Roman, 24 Jahre, wurde wegen Vergewaltigung zu 1,5 Jahren Haft verurteilt. Er lernte Bianca in einer Disko kennen und am Weg nach Hause fuhr er mit seinem Auto rechts ran und vergewaltigte sie. “ Sie hat beim Küssen nichts gesagt und als es dann ernst wurde, stieß sie mich weg, aber ich dachte, sie wolle es doch eh und wenn sie mich schon heiß macht, dann kann sie nicht vorher abspringen. Wer A sagt muss auch B sagen”.

 

Wie sich vor Vergewaltigung schützen?

Eine Studie zum Thema Vergewaltigung beweist, dass 85% der Vergewaltigungen bereits durch heftige Gegenwehr, wie Schlagen, Treten, lautes Schreien (“Feuer” zu rufen, sei erfolgreicher als “Hilfe” sagen manche Experten, da die Bevölkerung bei dem Ruf “Feuer” eher persönlich herbei eilt), Beißen, an den Haaren reißen, abgebrochen werden.
Weiters gibt es einige Selbstverteidigungskurse, die ausschließlich für Frauen angeboten werden. Der Frauennotruf in Österreich bietet einige Selbstverteidigungstechniken an, die im Fall der Fälle Frauen helfen, richtig zu handeln.

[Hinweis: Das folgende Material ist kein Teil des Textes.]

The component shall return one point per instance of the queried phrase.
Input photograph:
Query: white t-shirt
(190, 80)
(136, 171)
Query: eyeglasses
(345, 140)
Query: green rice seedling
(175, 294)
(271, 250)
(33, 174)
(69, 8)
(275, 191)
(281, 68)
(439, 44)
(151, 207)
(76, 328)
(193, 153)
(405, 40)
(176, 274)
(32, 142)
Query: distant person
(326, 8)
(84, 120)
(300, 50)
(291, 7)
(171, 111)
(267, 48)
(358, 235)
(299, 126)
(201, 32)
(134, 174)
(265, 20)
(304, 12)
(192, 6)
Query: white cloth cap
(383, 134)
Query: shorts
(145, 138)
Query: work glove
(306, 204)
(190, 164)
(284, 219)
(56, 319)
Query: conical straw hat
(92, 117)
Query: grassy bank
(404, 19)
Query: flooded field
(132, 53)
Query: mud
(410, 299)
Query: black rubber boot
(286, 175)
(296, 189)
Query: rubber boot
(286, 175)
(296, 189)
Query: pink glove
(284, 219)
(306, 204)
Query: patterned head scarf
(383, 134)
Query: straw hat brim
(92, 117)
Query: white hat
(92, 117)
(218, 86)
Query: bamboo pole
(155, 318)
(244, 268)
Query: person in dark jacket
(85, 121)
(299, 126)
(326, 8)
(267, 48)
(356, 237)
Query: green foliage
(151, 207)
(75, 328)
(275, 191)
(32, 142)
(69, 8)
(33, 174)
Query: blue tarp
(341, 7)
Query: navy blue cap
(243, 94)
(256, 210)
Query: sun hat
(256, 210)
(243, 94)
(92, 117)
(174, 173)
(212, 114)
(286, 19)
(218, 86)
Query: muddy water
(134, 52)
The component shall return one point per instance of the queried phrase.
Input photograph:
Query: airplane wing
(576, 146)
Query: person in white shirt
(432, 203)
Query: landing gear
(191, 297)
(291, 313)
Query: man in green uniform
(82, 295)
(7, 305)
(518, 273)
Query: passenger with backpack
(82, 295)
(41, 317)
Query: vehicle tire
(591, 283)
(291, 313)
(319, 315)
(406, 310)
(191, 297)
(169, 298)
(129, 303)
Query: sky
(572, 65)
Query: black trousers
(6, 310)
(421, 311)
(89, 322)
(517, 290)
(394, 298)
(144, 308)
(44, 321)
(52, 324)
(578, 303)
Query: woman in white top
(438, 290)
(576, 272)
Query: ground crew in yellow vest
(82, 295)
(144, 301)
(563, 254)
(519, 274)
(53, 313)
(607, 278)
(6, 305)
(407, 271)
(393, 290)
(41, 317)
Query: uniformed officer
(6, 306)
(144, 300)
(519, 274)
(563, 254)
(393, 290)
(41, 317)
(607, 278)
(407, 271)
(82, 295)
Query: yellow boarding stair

Eine der angebotenen Selbstverteidigungstechniken ist “Seito Boei”. Es ist ein realistisches Notwehrsystem, das nur an Frauen weitergegeben wird. Es unterstützt die richtige Einschätzung der eigenen Kraft und den Abbau von häufig anerzogenen Aggressions- und Schlaghemmungen. Wirksame Abwehrreaktionen werden eingeübt und sind im Ernstfall abrufbar.

 

Was tun nach einer Vergewaltigung

Der erste Weg ist der zur Polizei oder in ein Krankenhaus. Die Polizei protokolliert den Fall, der von einer weiblichen Polizistin aufgenommen wird und überweist die Frau sofort an ein Spital, wo versucht wird, Sperma des Täters auszuwerten.
Im Spital wir zwar darauf geachtet, dass eine Gynäkologin die Untersuchung vornimmt, sollte dies nicht der Fall sein, hat jede Frau das Recht darauf zu bestehen, dass sie von einer Frau untersucht wird. Weitere Untersuchungen (Schwangerschaft, HIV, diverse Geschlechtskrankheiten, Verletzungen im Genitalbereich) werden von der behandelnden Ärztin in die Wege geleitet.

Wissen Frauen nicht recht, ob sie die Vergewaltigung anzeigen sollen oder nicht, gibt es eine Reihe an Einrichtungen, an die sie sich wenden können. Psychologinnen begleiten und unterstützen, damit es einen Weg aus dem Trauma gibt.